A Distribution By Any Other Name
As mentioned, HIPS has been around in one form or another since 2015, but something that hasn't changed is the fund's monthly dividend, a solid $0.1075 per share since day one. Based on this distribution and recent share prices, this gives the fund an impressive 12-Month distribution yield of 9.97% and a 30-Day Securities and Exchange Commission yield of 8.61%. The 30-Day SEC Yield measure was instituted to keep fund issuers honest in a sense. Back in the day, mutual funds might have only had quarterly or even annual distributions but could post an annual dividend yield based on those intermittent payments to attract investors. By mandating a 30-day rolling window account of fund income, regulators gave investors a way to accurately gauge the frequency and steadiness of a fund's income stream.

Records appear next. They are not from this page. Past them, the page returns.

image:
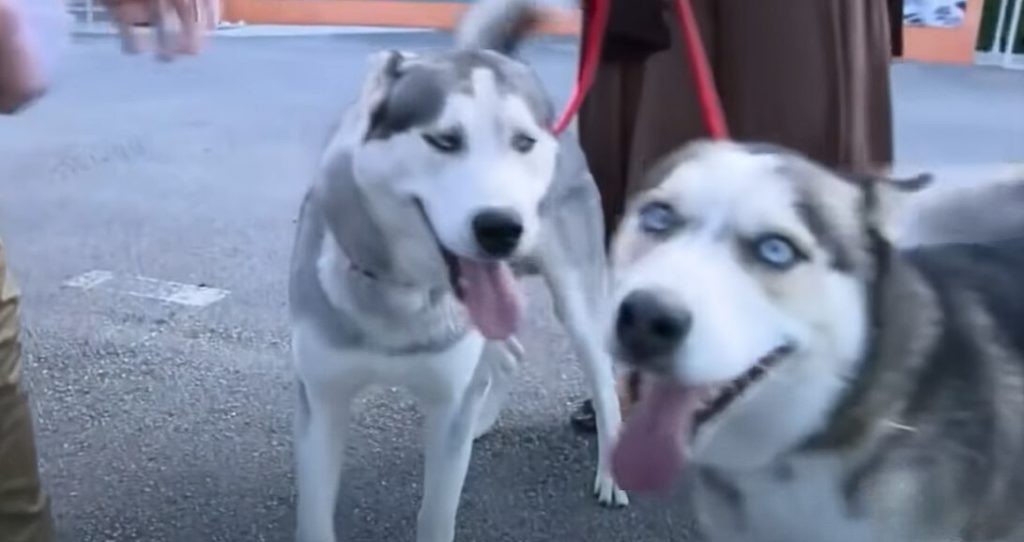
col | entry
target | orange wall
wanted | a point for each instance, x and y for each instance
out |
(925, 44)
(945, 45)
(369, 12)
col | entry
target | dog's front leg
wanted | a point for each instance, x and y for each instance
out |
(449, 447)
(321, 425)
(579, 310)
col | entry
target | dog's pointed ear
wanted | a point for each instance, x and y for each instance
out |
(385, 69)
(889, 197)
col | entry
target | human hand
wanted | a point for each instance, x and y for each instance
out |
(31, 35)
(187, 39)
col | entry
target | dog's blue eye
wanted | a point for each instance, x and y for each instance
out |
(446, 142)
(776, 251)
(658, 218)
(522, 142)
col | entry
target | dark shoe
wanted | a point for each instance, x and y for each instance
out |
(584, 419)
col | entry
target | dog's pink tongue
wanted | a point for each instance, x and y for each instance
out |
(650, 452)
(489, 294)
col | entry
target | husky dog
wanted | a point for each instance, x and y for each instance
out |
(824, 383)
(441, 178)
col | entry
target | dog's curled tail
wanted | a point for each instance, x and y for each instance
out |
(498, 25)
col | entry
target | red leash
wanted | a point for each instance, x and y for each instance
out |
(597, 24)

Back in the day, I was the product manager for closed-end funds at Morgan Stanley (MS) , which included Van Kampen funds, as well. One thing we used to wrestle with was setting dividend policy. There is a regulatory requirement for funds to pass through mid-to-high 90% of income to shareholders, but sometimes it turned out that the fund didn't accrue enough income to sustain current distribution levels. If we felt it appropriate, we would then supplement the fund's dividend through a Return of Capital (ROC) event. A ROC is exactly what it sounds like, taking assets from the fund and returning them to shareholders as part of a dividend. Doing this not only helped the fund maintain a distribution level that shareholders had become accustomed to but also was not (and still is not) considered a taxable event.
The Cal Ripken-like consistency of this fund's dividend payments got me thinking about what was driving this distribution. Granite Shares does a great job of providing transparency to shareholders, so I was able to view the distribution history going back a few years. I scraped that data into a spreadsheet and ran some numbers. While there have been periods where ROC accounted for the majority of fund dividends, especially throughout 2019 and the first half of 2022, ROC accounted for 0% of distributions through the back half of 2022 and so far in 2023 accounted for just 9% of the January and 20% of the February dividend payments.

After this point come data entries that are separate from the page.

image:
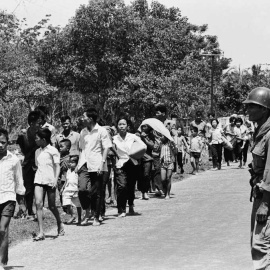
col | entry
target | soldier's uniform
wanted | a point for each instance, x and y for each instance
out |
(260, 181)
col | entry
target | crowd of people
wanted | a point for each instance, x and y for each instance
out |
(81, 165)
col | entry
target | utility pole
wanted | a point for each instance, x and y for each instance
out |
(212, 55)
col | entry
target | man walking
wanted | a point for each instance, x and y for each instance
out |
(258, 109)
(94, 145)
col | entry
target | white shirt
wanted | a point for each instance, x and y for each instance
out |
(51, 128)
(45, 159)
(123, 148)
(92, 145)
(11, 180)
(72, 181)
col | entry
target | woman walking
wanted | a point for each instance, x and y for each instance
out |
(215, 142)
(125, 171)
(230, 133)
(47, 160)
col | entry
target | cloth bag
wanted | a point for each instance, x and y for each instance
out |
(137, 150)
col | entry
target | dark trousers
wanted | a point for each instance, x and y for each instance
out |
(106, 178)
(125, 178)
(216, 154)
(245, 151)
(145, 177)
(96, 192)
(84, 186)
(156, 174)
(180, 159)
(228, 155)
(238, 150)
(28, 181)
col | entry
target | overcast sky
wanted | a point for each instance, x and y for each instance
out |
(242, 26)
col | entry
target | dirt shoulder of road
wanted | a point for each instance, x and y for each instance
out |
(23, 229)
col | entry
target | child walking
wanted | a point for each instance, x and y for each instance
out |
(196, 146)
(47, 160)
(180, 143)
(167, 159)
(11, 187)
(70, 191)
(64, 148)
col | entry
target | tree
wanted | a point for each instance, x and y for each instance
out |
(128, 58)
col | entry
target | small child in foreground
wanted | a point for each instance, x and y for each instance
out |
(196, 146)
(70, 191)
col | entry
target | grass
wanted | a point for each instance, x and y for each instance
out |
(22, 229)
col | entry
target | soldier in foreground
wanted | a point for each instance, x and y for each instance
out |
(258, 109)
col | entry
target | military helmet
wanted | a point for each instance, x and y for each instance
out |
(260, 96)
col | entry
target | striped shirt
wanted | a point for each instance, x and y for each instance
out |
(11, 181)
(45, 159)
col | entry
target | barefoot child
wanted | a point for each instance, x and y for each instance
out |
(11, 183)
(70, 191)
(64, 148)
(167, 159)
(196, 146)
(47, 159)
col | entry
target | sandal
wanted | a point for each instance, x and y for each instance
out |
(61, 231)
(85, 221)
(70, 221)
(39, 238)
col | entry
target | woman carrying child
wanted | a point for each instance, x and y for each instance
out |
(47, 160)
(126, 167)
(167, 159)
(147, 160)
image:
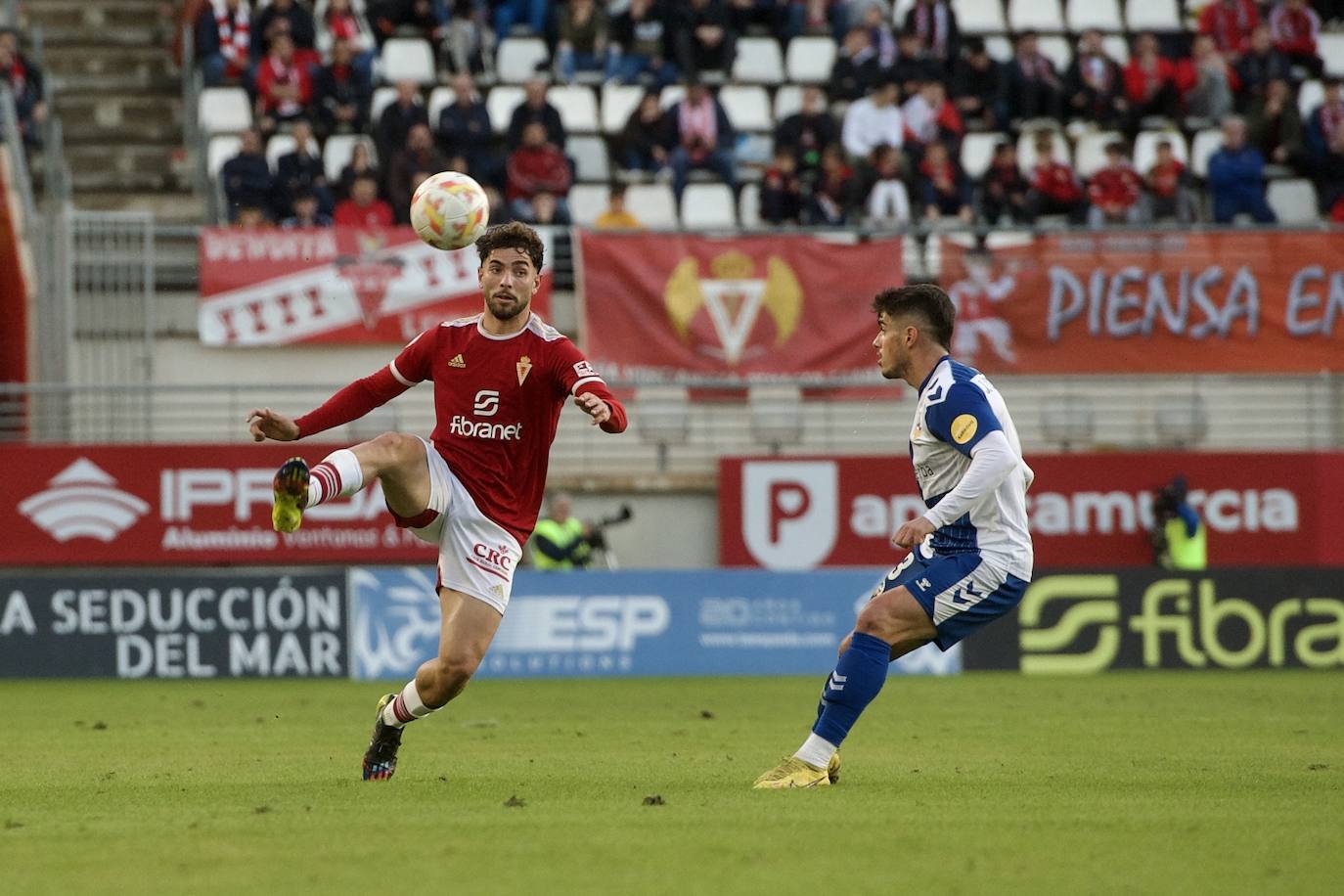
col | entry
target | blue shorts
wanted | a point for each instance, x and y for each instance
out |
(959, 591)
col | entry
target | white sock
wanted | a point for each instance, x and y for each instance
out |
(337, 475)
(816, 751)
(406, 707)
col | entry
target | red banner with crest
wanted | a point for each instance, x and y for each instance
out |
(750, 308)
(335, 285)
(1128, 302)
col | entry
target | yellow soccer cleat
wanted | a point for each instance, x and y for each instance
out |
(793, 773)
(291, 489)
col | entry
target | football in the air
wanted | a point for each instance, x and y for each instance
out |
(449, 209)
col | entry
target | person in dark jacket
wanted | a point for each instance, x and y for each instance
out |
(1236, 177)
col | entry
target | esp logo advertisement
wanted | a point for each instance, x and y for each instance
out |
(205, 623)
(180, 506)
(1084, 510)
(1086, 622)
(629, 623)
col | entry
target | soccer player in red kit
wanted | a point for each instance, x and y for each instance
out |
(500, 381)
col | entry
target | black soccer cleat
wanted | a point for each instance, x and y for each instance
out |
(381, 756)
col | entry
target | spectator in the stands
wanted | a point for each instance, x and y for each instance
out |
(246, 176)
(1095, 83)
(1236, 176)
(284, 89)
(887, 199)
(297, 22)
(538, 168)
(934, 23)
(1258, 66)
(647, 137)
(582, 39)
(360, 165)
(617, 216)
(855, 70)
(1230, 24)
(535, 108)
(398, 118)
(640, 45)
(1116, 191)
(807, 132)
(1206, 81)
(1031, 86)
(832, 197)
(25, 83)
(912, 66)
(874, 121)
(1168, 187)
(974, 85)
(1053, 187)
(1294, 27)
(223, 42)
(306, 212)
(341, 93)
(929, 117)
(1275, 126)
(1003, 190)
(464, 129)
(301, 171)
(701, 36)
(781, 191)
(420, 156)
(363, 208)
(701, 137)
(1150, 82)
(942, 187)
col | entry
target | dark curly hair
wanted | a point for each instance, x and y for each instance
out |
(513, 236)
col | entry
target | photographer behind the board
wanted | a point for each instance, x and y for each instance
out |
(564, 542)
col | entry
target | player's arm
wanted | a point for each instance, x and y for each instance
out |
(966, 422)
(349, 403)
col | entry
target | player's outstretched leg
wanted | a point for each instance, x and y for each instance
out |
(891, 625)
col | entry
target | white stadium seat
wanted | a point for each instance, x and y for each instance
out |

One thing that is worth noting is that much of the decision by HIPS to incorporate ROC in a distribution is out of the Granite Shares' hands. HIPS is a fund of funds product so each of HIPS holdings is making the same kinds of dividend distribution decisions I talked about earlier, decisions that Granite Shares has nothing to do with.
Wrap It Up
To be clear, the ROC discussion wasn't meant to single out HIPS as doing anything bad, or wrong. Often times you will find that high-yielding, unlevered products end up using ROC to prop up distributions from time to time. Where this becomes a problem is if the fund become dependent on this practice long-term, which I don't see here. Overall, I like HIPS, if only because of the diversity of income streams offered including a variety of closed-end funds; real estate investment trusts (REITS); business development companies (BDCs), which can also provide additional diversification; and master limited partnerships (MLPs) for energy exposure. If high levels of unlevered income interest you, then check out HIPS.